Being a good "citizen" doesn't require being a "citizen?" Really? This is huge, hey I know let's just tear down the border because that way all cultures will be the same, what could be more just than that?

This deconstruction of the value of citizenship drives me nuts. I'm an American, I'm proud to be an American, I make no bones about it. If that makes me an anachronism, I'm okay with that.

And ANY move to make this country into something other than America is not open to debate, not with me anyway.
"The way to get the argument going that immigrants need more rights is to look at the way they live at the local level," said T. Alexander Aleinikoff, dean of the Georgetown University Law Center and a former immigration attorney in the Clinton administration.

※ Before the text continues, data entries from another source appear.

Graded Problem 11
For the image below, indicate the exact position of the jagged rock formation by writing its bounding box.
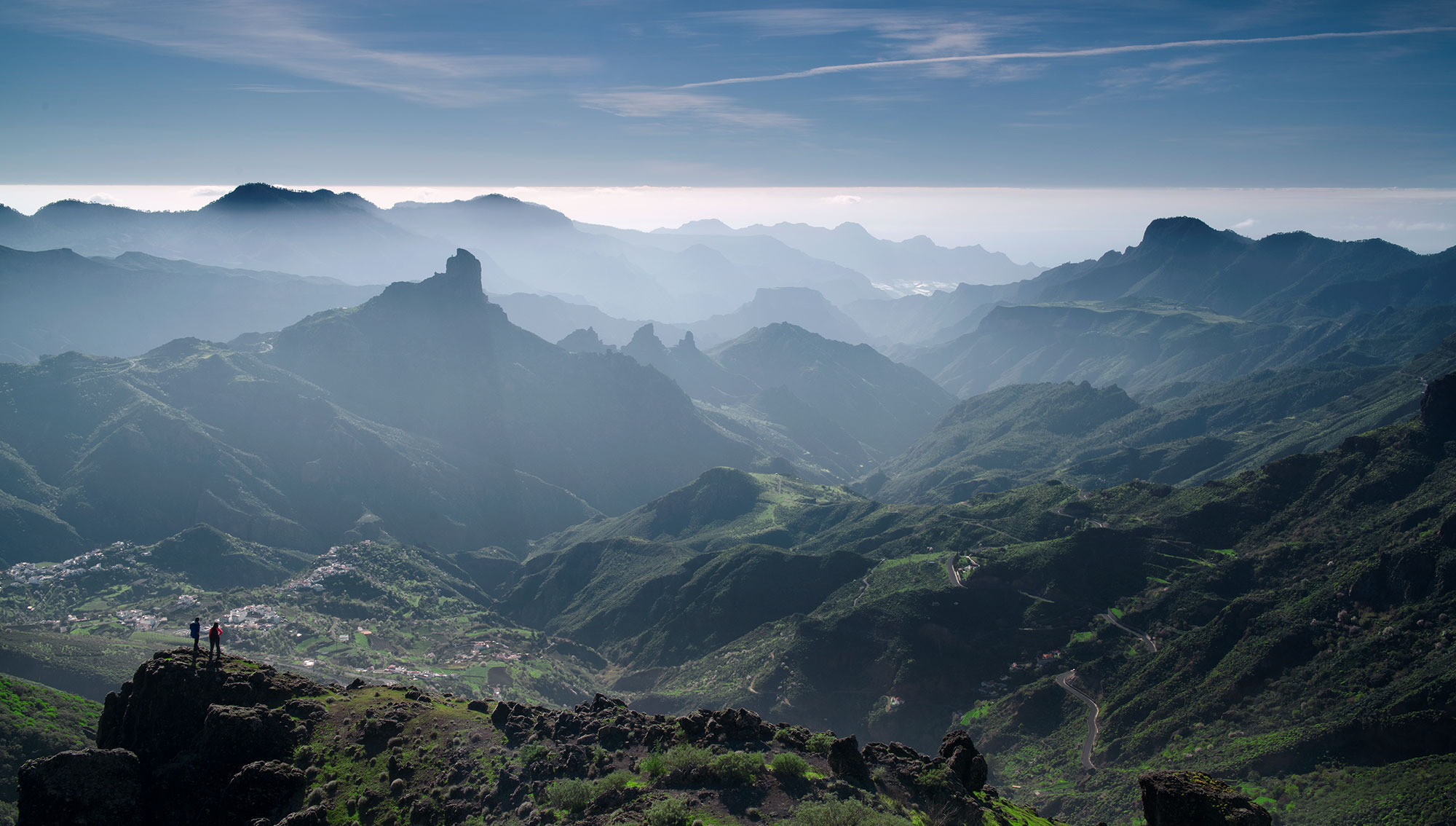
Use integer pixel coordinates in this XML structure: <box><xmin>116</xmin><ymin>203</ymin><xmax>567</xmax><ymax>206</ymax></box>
<box><xmin>19</xmin><ymin>648</ymin><xmax>1047</xmax><ymax>826</ymax></box>
<box><xmin>1137</xmin><ymin>771</ymin><xmax>1274</xmax><ymax>826</ymax></box>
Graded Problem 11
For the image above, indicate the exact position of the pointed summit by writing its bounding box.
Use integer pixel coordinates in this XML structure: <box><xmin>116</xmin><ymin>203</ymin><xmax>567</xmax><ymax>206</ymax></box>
<box><xmin>444</xmin><ymin>248</ymin><xmax>480</xmax><ymax>290</ymax></box>
<box><xmin>365</xmin><ymin>249</ymin><xmax>486</xmax><ymax>307</ymax></box>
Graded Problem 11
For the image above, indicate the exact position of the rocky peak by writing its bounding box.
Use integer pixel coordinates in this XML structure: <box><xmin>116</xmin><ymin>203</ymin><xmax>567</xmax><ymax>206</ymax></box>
<box><xmin>1421</xmin><ymin>373</ymin><xmax>1456</xmax><ymax>433</ymax></box>
<box><xmin>556</xmin><ymin>326</ymin><xmax>612</xmax><ymax>353</ymax></box>
<box><xmin>1137</xmin><ymin>771</ymin><xmax>1274</xmax><ymax>826</ymax></box>
<box><xmin>19</xmin><ymin>648</ymin><xmax>1042</xmax><ymax>826</ymax></box>
<box><xmin>370</xmin><ymin>249</ymin><xmax>486</xmax><ymax>306</ymax></box>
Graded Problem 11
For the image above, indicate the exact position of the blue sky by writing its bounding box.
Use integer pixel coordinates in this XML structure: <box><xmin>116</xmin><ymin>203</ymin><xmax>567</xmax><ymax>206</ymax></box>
<box><xmin>0</xmin><ymin>0</ymin><xmax>1456</xmax><ymax>188</ymax></box>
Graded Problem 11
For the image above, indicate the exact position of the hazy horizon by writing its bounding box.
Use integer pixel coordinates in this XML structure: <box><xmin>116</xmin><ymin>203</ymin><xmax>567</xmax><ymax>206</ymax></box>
<box><xmin>0</xmin><ymin>181</ymin><xmax>1456</xmax><ymax>267</ymax></box>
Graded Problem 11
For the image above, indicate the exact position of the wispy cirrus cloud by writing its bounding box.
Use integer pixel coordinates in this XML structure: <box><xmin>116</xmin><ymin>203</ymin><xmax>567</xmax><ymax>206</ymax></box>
<box><xmin>697</xmin><ymin>9</ymin><xmax>990</xmax><ymax>57</ymax></box>
<box><xmin>4</xmin><ymin>0</ymin><xmax>593</xmax><ymax>106</ymax></box>
<box><xmin>577</xmin><ymin>89</ymin><xmax>807</xmax><ymax>128</ymax></box>
<box><xmin>674</xmin><ymin>26</ymin><xmax>1456</xmax><ymax>89</ymax></box>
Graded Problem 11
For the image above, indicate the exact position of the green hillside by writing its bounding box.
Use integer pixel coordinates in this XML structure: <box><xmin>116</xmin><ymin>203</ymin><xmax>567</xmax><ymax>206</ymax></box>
<box><xmin>0</xmin><ymin>673</ymin><xmax>100</xmax><ymax>826</ymax></box>
<box><xmin>856</xmin><ymin>337</ymin><xmax>1456</xmax><ymax>503</ymax></box>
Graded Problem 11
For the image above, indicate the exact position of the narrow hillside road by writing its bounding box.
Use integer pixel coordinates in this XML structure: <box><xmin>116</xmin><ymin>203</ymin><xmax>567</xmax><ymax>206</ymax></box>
<box><xmin>1056</xmin><ymin>669</ymin><xmax>1102</xmax><ymax>771</ymax></box>
<box><xmin>849</xmin><ymin>574</ymin><xmax>869</xmax><ymax>607</ymax></box>
<box><xmin>1102</xmin><ymin>610</ymin><xmax>1158</xmax><ymax>654</ymax></box>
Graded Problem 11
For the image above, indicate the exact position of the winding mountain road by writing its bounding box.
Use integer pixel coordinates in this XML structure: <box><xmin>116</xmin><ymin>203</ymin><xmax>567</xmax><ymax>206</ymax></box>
<box><xmin>1056</xmin><ymin>669</ymin><xmax>1102</xmax><ymax>769</ymax></box>
<box><xmin>1102</xmin><ymin>610</ymin><xmax>1158</xmax><ymax>654</ymax></box>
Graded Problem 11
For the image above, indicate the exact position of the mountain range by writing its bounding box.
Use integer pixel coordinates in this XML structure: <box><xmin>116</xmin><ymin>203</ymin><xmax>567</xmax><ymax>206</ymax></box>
<box><xmin>0</xmin><ymin>184</ymin><xmax>1035</xmax><ymax>325</ymax></box>
<box><xmin>0</xmin><ymin>185</ymin><xmax>1456</xmax><ymax>826</ymax></box>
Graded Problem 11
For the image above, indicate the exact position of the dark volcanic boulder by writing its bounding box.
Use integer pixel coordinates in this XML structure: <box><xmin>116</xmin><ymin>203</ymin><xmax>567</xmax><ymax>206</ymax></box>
<box><xmin>1137</xmin><ymin>771</ymin><xmax>1274</xmax><ymax>826</ymax></box>
<box><xmin>828</xmin><ymin>737</ymin><xmax>869</xmax><ymax>782</ymax></box>
<box><xmin>941</xmin><ymin>731</ymin><xmax>987</xmax><ymax>791</ymax></box>
<box><xmin>1421</xmin><ymin>373</ymin><xmax>1456</xmax><ymax>433</ymax></box>
<box><xmin>19</xmin><ymin>749</ymin><xmax>141</xmax><ymax>826</ymax></box>
<box><xmin>223</xmin><ymin>760</ymin><xmax>304</xmax><ymax>823</ymax></box>
<box><xmin>198</xmin><ymin>705</ymin><xmax>298</xmax><ymax>776</ymax></box>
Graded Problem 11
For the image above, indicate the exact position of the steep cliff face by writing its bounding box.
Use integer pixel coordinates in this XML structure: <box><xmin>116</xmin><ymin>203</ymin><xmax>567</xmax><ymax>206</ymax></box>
<box><xmin>19</xmin><ymin>648</ymin><xmax>1050</xmax><ymax>826</ymax></box>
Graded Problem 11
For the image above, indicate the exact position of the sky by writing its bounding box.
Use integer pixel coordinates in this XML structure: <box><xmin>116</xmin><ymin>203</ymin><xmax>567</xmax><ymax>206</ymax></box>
<box><xmin>0</xmin><ymin>0</ymin><xmax>1456</xmax><ymax>261</ymax></box>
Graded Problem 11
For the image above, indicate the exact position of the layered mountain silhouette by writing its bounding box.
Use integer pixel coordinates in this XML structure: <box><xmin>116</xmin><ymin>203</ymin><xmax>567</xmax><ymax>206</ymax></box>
<box><xmin>268</xmin><ymin>249</ymin><xmax>754</xmax><ymax>511</ymax></box>
<box><xmin>0</xmin><ymin>251</ymin><xmax>775</xmax><ymax>558</ymax></box>
<box><xmin>901</xmin><ymin>219</ymin><xmax>1456</xmax><ymax>396</ymax></box>
<box><xmin>8</xmin><ymin>184</ymin><xmax>1060</xmax><ymax>323</ymax></box>
<box><xmin>655</xmin><ymin>220</ymin><xmax>1041</xmax><ymax>291</ymax></box>
<box><xmin>0</xmin><ymin>246</ymin><xmax>381</xmax><ymax>363</ymax></box>
<box><xmin>603</xmin><ymin>322</ymin><xmax>955</xmax><ymax>482</ymax></box>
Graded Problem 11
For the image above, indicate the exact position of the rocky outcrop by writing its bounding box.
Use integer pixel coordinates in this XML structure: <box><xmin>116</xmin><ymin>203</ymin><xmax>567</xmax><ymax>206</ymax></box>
<box><xmin>1421</xmin><ymin>373</ymin><xmax>1456</xmax><ymax>433</ymax></box>
<box><xmin>20</xmin><ymin>648</ymin><xmax>1013</xmax><ymax>826</ymax></box>
<box><xmin>941</xmin><ymin>731</ymin><xmax>989</xmax><ymax>791</ymax></box>
<box><xmin>19</xmin><ymin>749</ymin><xmax>143</xmax><ymax>826</ymax></box>
<box><xmin>828</xmin><ymin>737</ymin><xmax>872</xmax><ymax>782</ymax></box>
<box><xmin>33</xmin><ymin>648</ymin><xmax>333</xmax><ymax>825</ymax></box>
<box><xmin>1137</xmin><ymin>771</ymin><xmax>1274</xmax><ymax>826</ymax></box>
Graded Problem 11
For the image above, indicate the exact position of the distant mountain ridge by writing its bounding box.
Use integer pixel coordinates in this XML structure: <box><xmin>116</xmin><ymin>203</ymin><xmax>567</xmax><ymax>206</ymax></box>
<box><xmin>0</xmin><ymin>184</ymin><xmax>1035</xmax><ymax>322</ymax></box>
<box><xmin>897</xmin><ymin>217</ymin><xmax>1456</xmax><ymax>398</ymax></box>
<box><xmin>0</xmin><ymin>251</ymin><xmax>766</xmax><ymax>558</ymax></box>
<box><xmin>652</xmin><ymin>220</ymin><xmax>1042</xmax><ymax>293</ymax></box>
<box><xmin>0</xmin><ymin>246</ymin><xmax>381</xmax><ymax>363</ymax></box>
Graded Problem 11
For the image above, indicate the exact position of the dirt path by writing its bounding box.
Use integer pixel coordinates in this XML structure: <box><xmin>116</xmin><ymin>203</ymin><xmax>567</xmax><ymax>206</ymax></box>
<box><xmin>1102</xmin><ymin>610</ymin><xmax>1158</xmax><ymax>654</ymax></box>
<box><xmin>1056</xmin><ymin>669</ymin><xmax>1102</xmax><ymax>769</ymax></box>
<box><xmin>850</xmin><ymin>574</ymin><xmax>869</xmax><ymax>609</ymax></box>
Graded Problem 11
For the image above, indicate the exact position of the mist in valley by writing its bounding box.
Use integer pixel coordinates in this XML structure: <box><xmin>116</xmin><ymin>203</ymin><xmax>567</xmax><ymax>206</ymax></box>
<box><xmin>0</xmin><ymin>3</ymin><xmax>1456</xmax><ymax>826</ymax></box>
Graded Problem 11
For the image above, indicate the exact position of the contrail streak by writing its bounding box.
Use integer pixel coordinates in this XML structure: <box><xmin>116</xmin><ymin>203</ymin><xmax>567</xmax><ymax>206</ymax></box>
<box><xmin>674</xmin><ymin>26</ymin><xmax>1456</xmax><ymax>89</ymax></box>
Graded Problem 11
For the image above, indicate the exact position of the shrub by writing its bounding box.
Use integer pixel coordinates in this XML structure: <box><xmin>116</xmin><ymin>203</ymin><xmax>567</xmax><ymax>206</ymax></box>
<box><xmin>546</xmin><ymin>779</ymin><xmax>597</xmax><ymax>814</ymax></box>
<box><xmin>791</xmin><ymin>800</ymin><xmax>910</xmax><ymax>826</ymax></box>
<box><xmin>914</xmin><ymin>765</ymin><xmax>951</xmax><ymax>788</ymax></box>
<box><xmin>709</xmin><ymin>752</ymin><xmax>763</xmax><ymax>785</ymax></box>
<box><xmin>641</xmin><ymin>744</ymin><xmax>713</xmax><ymax>778</ymax></box>
<box><xmin>597</xmin><ymin>769</ymin><xmax>636</xmax><ymax>794</ymax></box>
<box><xmin>642</xmin><ymin>797</ymin><xmax>687</xmax><ymax>826</ymax></box>
<box><xmin>807</xmin><ymin>731</ymin><xmax>834</xmax><ymax>755</ymax></box>
<box><xmin>638</xmin><ymin>752</ymin><xmax>667</xmax><ymax>778</ymax></box>
<box><xmin>769</xmin><ymin>752</ymin><xmax>810</xmax><ymax>779</ymax></box>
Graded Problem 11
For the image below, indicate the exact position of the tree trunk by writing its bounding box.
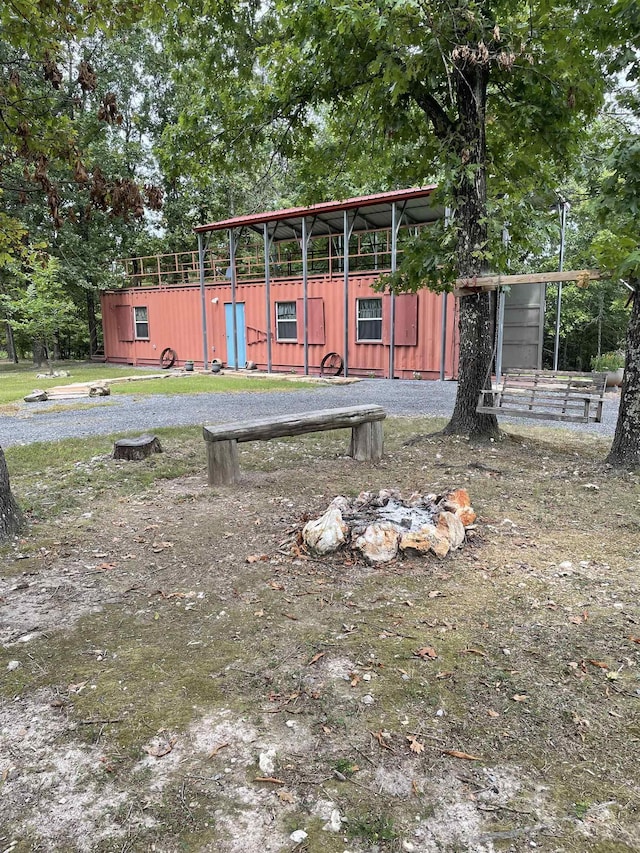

Aleinikoff pointed to the involvement of U.S. immigrants - whether legally or illegally -- in local schools, communities and even state politics.
I tremble for the future of this country if lying, raving asshats like this have held positions of power. Yes, ILLEGAL immigrants have become involved in all these things. They're not supposed to have and had our government done it's damn job they wouldn't have been. I want to talk to the person who approves of illegal aliens voting, or making school choices for children in this country. I don't see it, I really don't see it.

Immigrants need more rights? More rights than who? Citizens? Or is that an impolitic question? I'll run through this again briefly for the brain damaged who may be joining us late. Illegal aliens have no civil rights in this country. This isn't even complicated. None, nada, zero, zilch. Civil rights are only for citizens unless we're prepared to redefine citizenship in a way that will require me to run and fetch my shootin' iron.

I'll just leave you with this...
The two-day conference explored the idea that being a good citizen does not necessarily require citizenship.